Tumors of plasma cells can present as a single lesion (solitary plasmacytoma) or as multiple lesions (multiple myeloma). Solitary plasmacytoma may be divided into 2 groups: solitary bone plasmacytoma and extramedullary plasmacytoma. Extramedullary plasmacytomas have been reported to involve the larynx in 6% to 18% of head and neck cases, most commonly affecting the epiglottis and the ventricle of Morgagni, followed in by the true vocal folds, the false vocal folds, the aryepiglottic folds, the arytenoids, and the subglottis. ^1,2 Only 4 cases have been described occurring in the cricoid cartilage to date. ^{3 -7} The median age of patients is 60 years, and 75% of patients are men. ³ Approximately one-third of them disseminate to multiple myeloma within 2 years from presentation. Extramedullary plasmacytomas represent less than 1% of head and neck malignancies making diagnosis difficult. Symptoms with tumors affecting the cricoid include hoarseness, stridor, dyspnea, hemoptysis, and dysphagia, depending on tumor size and position at presentation. ^{4 -8} Submucosal growth leads to early preservation of superficial mucosa (with late ulceration), which may cause the mass to go unnoticed during initial laryngoscopy. ⁶ The differential diagnosis of these lesions includes chondromas, chondrosarcomas, squamous cell carcinomas, adenoid cystic carcinomas, pleomorphic adenomas, and cavernous hemangiomas. Solitary extramedullary plasmacytomas of the head and neck carry a more favorable prognosis than other forms of the disease, with an overall 5-year survival rate of 31% to 82%, depending on progression to multiple myloma. ⁵ Currently advocated imaging methods for exclusion of multiple myeloma include whole-body low-dose CT, magnetic resonance imaging, and positron emission tomography/computed tomography with fluoro-2-deoxy-D-glucose imaging. ⁵ The etiology of the disease is unknown, with Epstein-Barr virus and chronic inhalatory irritation proposed as possible causes.
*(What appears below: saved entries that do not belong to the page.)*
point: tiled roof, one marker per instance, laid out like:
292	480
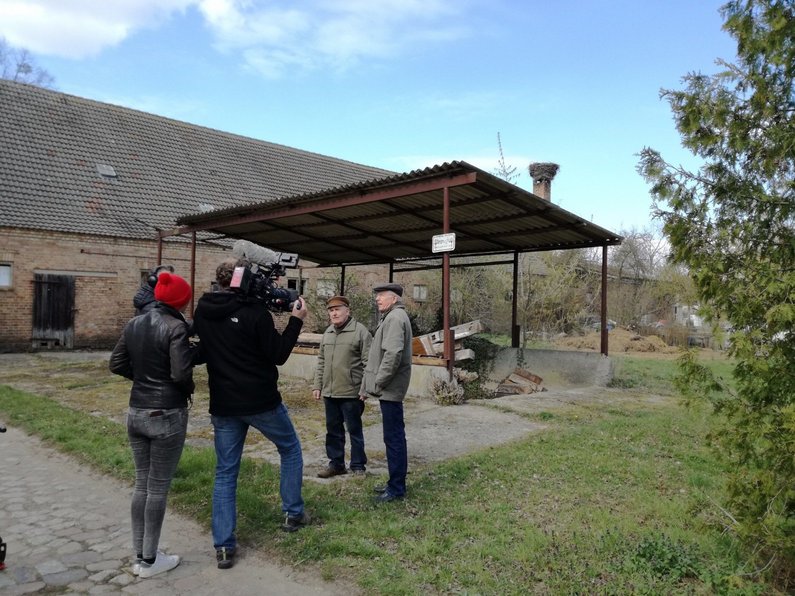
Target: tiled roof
56	151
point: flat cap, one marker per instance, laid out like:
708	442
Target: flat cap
396	288
337	301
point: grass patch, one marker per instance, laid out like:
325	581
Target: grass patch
622	504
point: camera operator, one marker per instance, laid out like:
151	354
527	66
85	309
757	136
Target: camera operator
240	344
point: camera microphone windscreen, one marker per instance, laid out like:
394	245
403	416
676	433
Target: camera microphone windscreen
263	256
255	253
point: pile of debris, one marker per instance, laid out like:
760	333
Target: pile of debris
520	382
432	344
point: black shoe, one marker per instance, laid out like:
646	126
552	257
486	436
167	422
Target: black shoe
331	472
225	557
293	524
387	497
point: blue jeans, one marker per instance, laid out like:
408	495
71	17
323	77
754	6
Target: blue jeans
397	457
342	413
230	436
156	440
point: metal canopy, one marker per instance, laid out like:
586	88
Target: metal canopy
393	219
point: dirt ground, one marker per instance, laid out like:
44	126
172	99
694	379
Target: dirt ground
81	380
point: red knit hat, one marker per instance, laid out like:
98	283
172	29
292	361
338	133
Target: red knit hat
172	290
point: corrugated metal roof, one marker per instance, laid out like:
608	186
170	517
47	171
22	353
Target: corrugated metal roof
394	218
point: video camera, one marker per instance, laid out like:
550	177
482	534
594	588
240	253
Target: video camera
258	279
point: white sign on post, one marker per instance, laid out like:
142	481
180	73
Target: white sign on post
443	243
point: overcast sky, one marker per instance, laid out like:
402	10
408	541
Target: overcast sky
401	84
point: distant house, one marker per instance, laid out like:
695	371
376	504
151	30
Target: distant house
84	186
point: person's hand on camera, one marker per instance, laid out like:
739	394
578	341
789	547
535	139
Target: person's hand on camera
299	309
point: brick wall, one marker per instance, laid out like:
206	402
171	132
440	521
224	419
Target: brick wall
107	273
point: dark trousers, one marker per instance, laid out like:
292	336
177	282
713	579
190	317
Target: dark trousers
342	414
397	457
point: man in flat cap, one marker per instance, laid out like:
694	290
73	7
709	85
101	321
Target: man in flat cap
338	377
386	377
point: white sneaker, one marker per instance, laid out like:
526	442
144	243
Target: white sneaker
162	563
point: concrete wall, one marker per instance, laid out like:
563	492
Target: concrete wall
558	368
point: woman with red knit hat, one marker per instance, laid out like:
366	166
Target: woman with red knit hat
153	351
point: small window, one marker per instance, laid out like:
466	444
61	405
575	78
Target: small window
326	288
6	279
293	285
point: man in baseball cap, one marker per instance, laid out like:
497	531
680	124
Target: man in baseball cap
338	378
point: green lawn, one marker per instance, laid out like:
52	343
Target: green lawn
613	500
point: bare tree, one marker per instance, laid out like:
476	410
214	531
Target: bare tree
18	65
503	170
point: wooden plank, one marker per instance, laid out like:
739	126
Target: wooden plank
464	355
422	346
459	331
439	348
509	389
308	350
528	375
310	338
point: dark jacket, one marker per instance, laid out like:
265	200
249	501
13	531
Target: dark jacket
388	370
239	343
153	351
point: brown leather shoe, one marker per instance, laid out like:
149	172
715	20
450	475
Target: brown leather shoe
331	472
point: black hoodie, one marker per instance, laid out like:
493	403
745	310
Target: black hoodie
239	343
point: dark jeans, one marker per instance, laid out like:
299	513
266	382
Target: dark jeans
230	437
395	443
156	439
342	413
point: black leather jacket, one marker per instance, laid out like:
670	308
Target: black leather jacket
153	351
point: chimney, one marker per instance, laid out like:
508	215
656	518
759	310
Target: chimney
542	175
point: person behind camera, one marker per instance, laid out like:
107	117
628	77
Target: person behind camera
338	378
144	299
242	348
153	351
386	378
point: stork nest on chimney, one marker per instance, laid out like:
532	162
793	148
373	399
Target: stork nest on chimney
543	171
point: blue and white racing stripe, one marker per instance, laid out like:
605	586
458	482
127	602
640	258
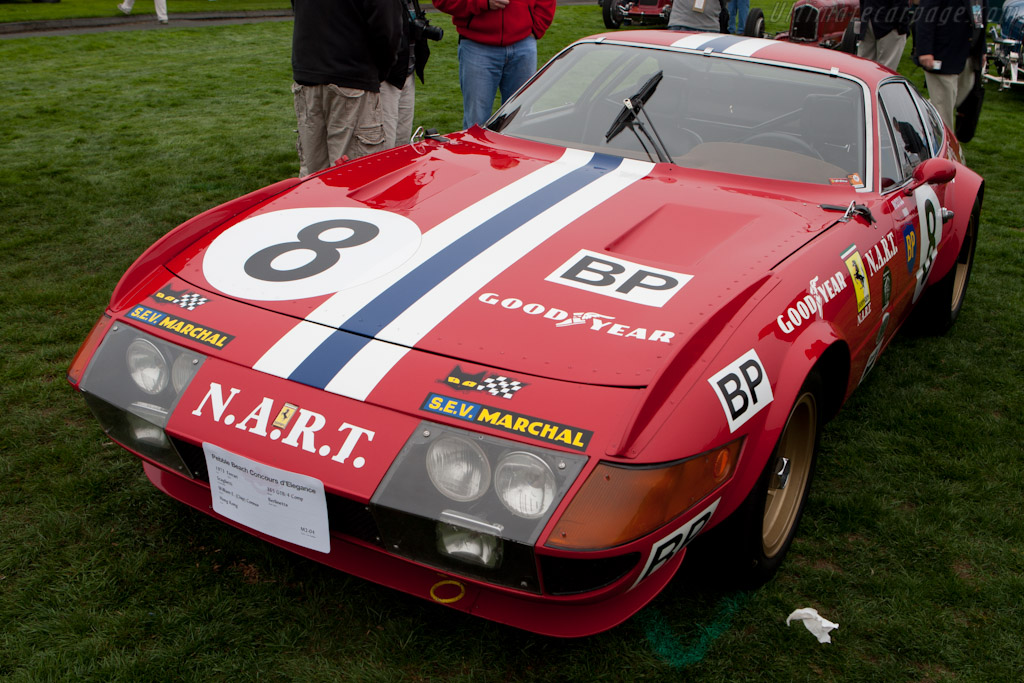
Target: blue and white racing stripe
457	257
737	45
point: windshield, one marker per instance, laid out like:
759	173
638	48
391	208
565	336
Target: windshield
715	114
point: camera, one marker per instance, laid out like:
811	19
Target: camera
422	29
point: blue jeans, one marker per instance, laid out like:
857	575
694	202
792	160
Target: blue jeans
483	70
737	15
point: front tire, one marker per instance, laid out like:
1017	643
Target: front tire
756	538
942	302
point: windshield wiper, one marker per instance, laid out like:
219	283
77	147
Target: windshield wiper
628	118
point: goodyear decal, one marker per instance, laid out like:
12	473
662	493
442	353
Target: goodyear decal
910	243
391	312
859	278
181	327
515	423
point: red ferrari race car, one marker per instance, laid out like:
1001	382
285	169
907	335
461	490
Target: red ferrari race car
517	370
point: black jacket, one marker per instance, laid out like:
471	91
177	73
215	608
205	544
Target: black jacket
946	30
349	43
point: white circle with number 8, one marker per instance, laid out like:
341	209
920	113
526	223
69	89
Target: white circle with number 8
304	253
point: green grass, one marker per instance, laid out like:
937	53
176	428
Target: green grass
913	539
14	10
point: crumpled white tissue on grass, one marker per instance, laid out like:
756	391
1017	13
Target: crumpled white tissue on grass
816	624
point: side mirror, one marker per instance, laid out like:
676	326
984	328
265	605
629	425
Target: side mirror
932	171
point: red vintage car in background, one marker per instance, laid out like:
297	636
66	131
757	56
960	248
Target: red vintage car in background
517	370
635	12
823	23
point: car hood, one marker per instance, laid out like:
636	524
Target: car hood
535	259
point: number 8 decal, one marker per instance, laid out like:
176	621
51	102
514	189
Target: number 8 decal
930	228
304	253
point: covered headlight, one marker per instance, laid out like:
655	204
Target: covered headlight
488	502
524	484
458	468
133	383
146	367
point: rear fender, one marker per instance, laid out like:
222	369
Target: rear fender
817	347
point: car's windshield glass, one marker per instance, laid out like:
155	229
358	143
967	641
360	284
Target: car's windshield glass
716	114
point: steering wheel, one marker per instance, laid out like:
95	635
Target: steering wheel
783	141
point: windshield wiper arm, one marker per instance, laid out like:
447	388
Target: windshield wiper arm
628	118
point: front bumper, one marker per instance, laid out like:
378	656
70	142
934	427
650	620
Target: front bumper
561	616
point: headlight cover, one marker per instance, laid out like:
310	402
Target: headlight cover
132	385
470	503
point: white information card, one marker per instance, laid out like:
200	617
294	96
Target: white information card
288	506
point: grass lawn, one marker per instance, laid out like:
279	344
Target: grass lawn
24	10
912	542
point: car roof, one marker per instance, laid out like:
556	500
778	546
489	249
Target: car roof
758	49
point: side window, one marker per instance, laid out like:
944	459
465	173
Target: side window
908	130
890	170
932	120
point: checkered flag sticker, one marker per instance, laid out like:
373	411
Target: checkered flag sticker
498	385
190	301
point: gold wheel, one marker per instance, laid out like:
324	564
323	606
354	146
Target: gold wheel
791	475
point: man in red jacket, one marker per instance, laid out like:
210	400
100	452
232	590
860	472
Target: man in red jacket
497	48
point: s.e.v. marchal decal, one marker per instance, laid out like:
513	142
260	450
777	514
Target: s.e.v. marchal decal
181	327
290	424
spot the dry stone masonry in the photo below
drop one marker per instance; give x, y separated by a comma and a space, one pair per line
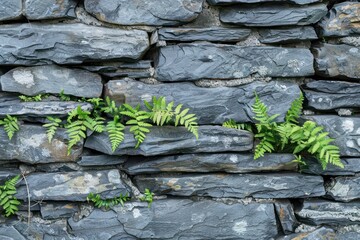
212, 56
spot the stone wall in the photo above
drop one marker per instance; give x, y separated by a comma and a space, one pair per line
211, 56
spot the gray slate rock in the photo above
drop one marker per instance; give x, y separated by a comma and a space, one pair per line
287, 185
187, 62
174, 140
217, 34
38, 44
52, 79
317, 212
342, 20
31, 145
73, 186
211, 105
340, 61
220, 162
287, 35
49, 9
158, 13
273, 14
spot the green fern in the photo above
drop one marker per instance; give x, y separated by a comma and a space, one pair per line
8, 201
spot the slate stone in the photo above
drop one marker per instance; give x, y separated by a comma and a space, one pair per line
31, 145
174, 140
328, 95
49, 9
317, 212
52, 79
345, 131
273, 14
287, 35
216, 34
341, 61
277, 185
187, 62
10, 9
342, 20
73, 43
158, 13
73, 186
211, 105
218, 162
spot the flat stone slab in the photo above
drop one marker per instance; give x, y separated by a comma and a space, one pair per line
174, 140
342, 20
187, 62
158, 13
340, 61
277, 185
230, 103
273, 14
38, 44
72, 186
52, 79
218, 162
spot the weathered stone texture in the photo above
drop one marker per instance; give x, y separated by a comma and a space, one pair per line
123, 12
186, 62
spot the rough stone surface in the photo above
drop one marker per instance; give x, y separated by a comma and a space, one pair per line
264, 15
52, 79
230, 103
342, 20
72, 186
30, 44
231, 163
170, 12
217, 34
173, 140
49, 9
196, 61
287, 35
31, 145
340, 61
287, 185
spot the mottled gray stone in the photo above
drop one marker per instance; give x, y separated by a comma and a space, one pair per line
219, 162
277, 185
340, 61
196, 61
49, 9
230, 103
273, 14
217, 34
72, 186
317, 212
287, 35
35, 43
170, 12
173, 140
342, 20
328, 95
31, 145
52, 79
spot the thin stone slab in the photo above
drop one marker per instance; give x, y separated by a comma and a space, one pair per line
174, 140
273, 14
218, 162
72, 186
188, 62
73, 43
341, 21
158, 13
52, 79
341, 61
211, 105
277, 185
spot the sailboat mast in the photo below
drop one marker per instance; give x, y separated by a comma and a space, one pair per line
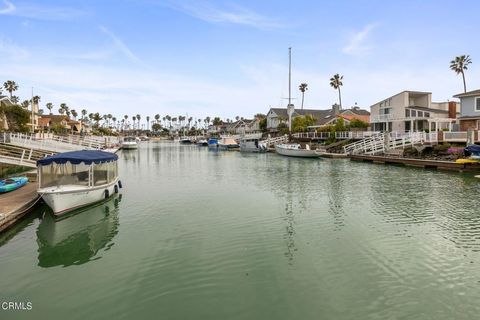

In contrast to multiple myeloma, no specific chromosomal abnormalities have been isolated. ⁵

This case report presents a rare entity. Moreover, the site of presentation and the time of presentation following thyroid surgery further complicated diagnostics and treatment. Head and neck extramedullary plasmocytomas are well managed by local therapy, either surgery or irradiation with a minimum dose of 40 Gy, followed by a 50% to 80% survival rate after 10 years. ⁸ Surgery is preferred in patients with large tumors and extensive local tissue destruction. ⁹ Prolonged follow-up is required due to the tendency of extramedullary plasmacytomas to disseminate to multiple myeloma.